By Joe Davidson
Thursday, December 2, 2010; 11:48 PM
Patrick R. Donahoe began his first congressional hearing as postmaster general-designate on a sunny note.
"Despite recent headlines, the Postal Service remains a very strong and motivated organization," he told a Senate Homeland Security and Government Affairs subcommittee on Thursday.
Motivated for sure.
But moments after Donahoe's brief bit of optimism, he described an organization that is financially very weak.
"Our total loss for [fiscal 2010] year was $8.5 billion," said Donahoe, who officially becomes postmaster general Saturday.
"This is a stunning number in many aspects, and it is unsustainable."
On that point, everyone agrees. There's less agreement on how to nurse the U.S. Postal Service back to health, particularly on what it says is a vital remedy: cutting one day of delivery.
Whatever the fix, all agree the service needs help fast.
"The truth is that we're rapidly approaching a time when we may no longer be able to depend on the Postal Service," said Sen. Tom Carper (D-Del.), chairman of the federal services subcommittee. "That time may come less than a year from now."
Sen. Susan Collins of Maine, the top Republican on the full committee, summed up the Postal Service's financial condition with one word: "abysmal."
Donahoe said the $8.5 billion "reflects two payments not under our control" - $5.5 billion for a legislatively mandated pre-payment for retiree health benefits and$2.5 billion for a workers compensation accounting adjustment.
Practically bragging, he said that operating losses were a mere $500 million. That's big money in many places, but not much when compared to the Postal Service's greater losses. It does not rely on tax dollars.
Carper and Collins each have introduced legislation designed to keep USPS from death's door.
Both would allow the Postal Service to recoup $50 billion that the Postal Regulatory Commission estimates USPS has overpaid into the Civil Service Retirement System.
Carpers said his POST Act, short for Postal Operations Sustainment and Transformation Act, would allow the Postal Service to use that money to pay for retiree health benefits, an obligation that has significantly worsened its financial problems.

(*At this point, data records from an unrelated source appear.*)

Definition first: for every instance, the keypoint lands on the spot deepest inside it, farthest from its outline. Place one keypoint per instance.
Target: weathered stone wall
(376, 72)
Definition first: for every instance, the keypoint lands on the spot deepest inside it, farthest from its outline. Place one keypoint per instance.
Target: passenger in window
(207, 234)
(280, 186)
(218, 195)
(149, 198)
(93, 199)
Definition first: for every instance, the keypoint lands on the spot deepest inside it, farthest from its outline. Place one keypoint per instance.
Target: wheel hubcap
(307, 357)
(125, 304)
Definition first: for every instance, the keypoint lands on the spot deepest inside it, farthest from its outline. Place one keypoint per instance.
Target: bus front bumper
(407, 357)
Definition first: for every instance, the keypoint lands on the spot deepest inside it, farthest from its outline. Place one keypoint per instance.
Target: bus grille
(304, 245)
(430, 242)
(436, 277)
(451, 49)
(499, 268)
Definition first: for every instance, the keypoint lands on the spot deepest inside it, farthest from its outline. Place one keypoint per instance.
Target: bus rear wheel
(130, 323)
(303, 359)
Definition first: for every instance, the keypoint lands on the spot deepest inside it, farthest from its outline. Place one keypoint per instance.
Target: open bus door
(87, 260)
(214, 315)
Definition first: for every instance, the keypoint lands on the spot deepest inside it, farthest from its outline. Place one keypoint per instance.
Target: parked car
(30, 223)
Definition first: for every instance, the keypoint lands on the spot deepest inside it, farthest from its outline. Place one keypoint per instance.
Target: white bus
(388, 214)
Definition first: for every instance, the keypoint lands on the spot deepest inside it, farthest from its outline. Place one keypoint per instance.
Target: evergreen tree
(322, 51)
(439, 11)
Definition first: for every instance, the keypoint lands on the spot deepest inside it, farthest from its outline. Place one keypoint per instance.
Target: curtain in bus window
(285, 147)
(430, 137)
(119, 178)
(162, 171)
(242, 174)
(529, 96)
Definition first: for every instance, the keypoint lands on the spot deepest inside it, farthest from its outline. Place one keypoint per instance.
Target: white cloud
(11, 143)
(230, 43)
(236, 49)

"This would take $5.5 billion or more off the Postal Service's books each year and prevent a catastrophic shutdown in the coming months," Carper said.

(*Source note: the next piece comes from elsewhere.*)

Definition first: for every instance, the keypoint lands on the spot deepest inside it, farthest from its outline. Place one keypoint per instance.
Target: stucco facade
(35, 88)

Both bills would allow USPS to close existing facilities and, in some cases, locate them in retail establishments.
"I want to point out that before co-location decisions could be made, the bill would direct the Postal Service to weigh the impact of any decisions on small communities and rural areas and solicit community input," Collins said in a statement. "The bill also would require that co-location does not diminish the quality of service."

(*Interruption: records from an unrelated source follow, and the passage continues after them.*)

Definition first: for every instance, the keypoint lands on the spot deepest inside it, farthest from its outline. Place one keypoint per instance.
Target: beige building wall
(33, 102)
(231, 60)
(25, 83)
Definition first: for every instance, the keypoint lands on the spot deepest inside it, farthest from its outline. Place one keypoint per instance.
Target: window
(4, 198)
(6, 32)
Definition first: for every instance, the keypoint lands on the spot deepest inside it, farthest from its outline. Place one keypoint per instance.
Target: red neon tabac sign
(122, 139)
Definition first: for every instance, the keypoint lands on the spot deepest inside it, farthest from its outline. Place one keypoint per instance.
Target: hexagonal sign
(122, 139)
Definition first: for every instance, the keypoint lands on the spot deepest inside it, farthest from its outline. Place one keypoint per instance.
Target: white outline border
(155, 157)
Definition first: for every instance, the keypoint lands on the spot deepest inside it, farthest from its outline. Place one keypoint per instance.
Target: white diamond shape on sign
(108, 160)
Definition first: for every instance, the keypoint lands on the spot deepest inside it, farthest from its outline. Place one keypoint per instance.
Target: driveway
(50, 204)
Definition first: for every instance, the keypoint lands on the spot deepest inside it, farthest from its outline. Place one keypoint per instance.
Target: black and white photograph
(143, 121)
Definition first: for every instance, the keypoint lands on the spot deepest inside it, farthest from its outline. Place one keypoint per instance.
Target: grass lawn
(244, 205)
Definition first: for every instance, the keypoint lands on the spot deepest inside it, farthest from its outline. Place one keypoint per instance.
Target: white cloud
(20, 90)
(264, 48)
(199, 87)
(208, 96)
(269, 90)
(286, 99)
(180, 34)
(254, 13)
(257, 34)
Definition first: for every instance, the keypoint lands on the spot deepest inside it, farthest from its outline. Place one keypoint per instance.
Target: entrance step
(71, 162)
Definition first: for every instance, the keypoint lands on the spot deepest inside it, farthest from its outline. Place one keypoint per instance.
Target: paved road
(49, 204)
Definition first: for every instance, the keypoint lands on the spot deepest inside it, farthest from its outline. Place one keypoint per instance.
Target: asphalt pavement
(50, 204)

On the question of reducing delivery service from six days to five, Donahoe, during an interview after he testified, said the move is "crucial" to returning USPS to financial health. Carper's legislation would give USPS authority to cut one day of service without congressional approval.
"Unfortunately, Congress each year prevents the Postal Service from exercising its authority to change delivery frequency when it believes that doing so is necessary," he said. "I'm not an advocate of eliminating Saturday delivery. . . . But I am an advocate of giving the Postal Service the freedom to manage, especially when our interfering in manage-ment decisions could prevent the achievement of so much in savings at such a critical time."
Postal unions don't see any good arguments for five-day delivery.
Fredric V. Rolando, president of the National Association of Letter Carriers, said doing away with Saturday delivery would eliminate 80,000 jobs during a recession.
"Congress would essentially be outsourcing a key public policy decision to whoever occupies the position of postmaster general at any given time," he said. "There would be no way to prevent the Postal Service from dropping two or even three days of delivery per week."
Donahoe did raise the possibility of three-day service during his testimony but said that possibility remained years away.Volunteers honored
Six people were honored by the State Department on Thursday for outstanding volunteer service abroad.
The awards recognize U.S. government employees, family members, including domestic partners, and others at embassies and consulates "who gave exceptional volunteer service to their communities, mission or host country, or rendered outstanding assistance in emergencies," according to a department statement.
The award winners are:
Shirley A. Winter, a family member of a federal employee, who implemented a swim and water safety program in Yaounde, Cameroon.
Shameera M. Wiest, a family member who volunteered with the U.N. High Commissioner for Refugees in Kuala Lumpur, Malaysia.
Melissa E. Schraibman, a foreign service employee, and her partner, Mindy R. Michels, helped activists create programs for lesbian, gay, bisexual and transgender people in Tirana, Albania.
Beth A. Brownson, a foreign service employee, worked with children's shelters in Mumbai and assisted employees at the U.S. consulate looking to volunteer .
Jose M. Torres, a foreign service spouse, helped train canine search and rescue teams in Costa Rica and El Salvador.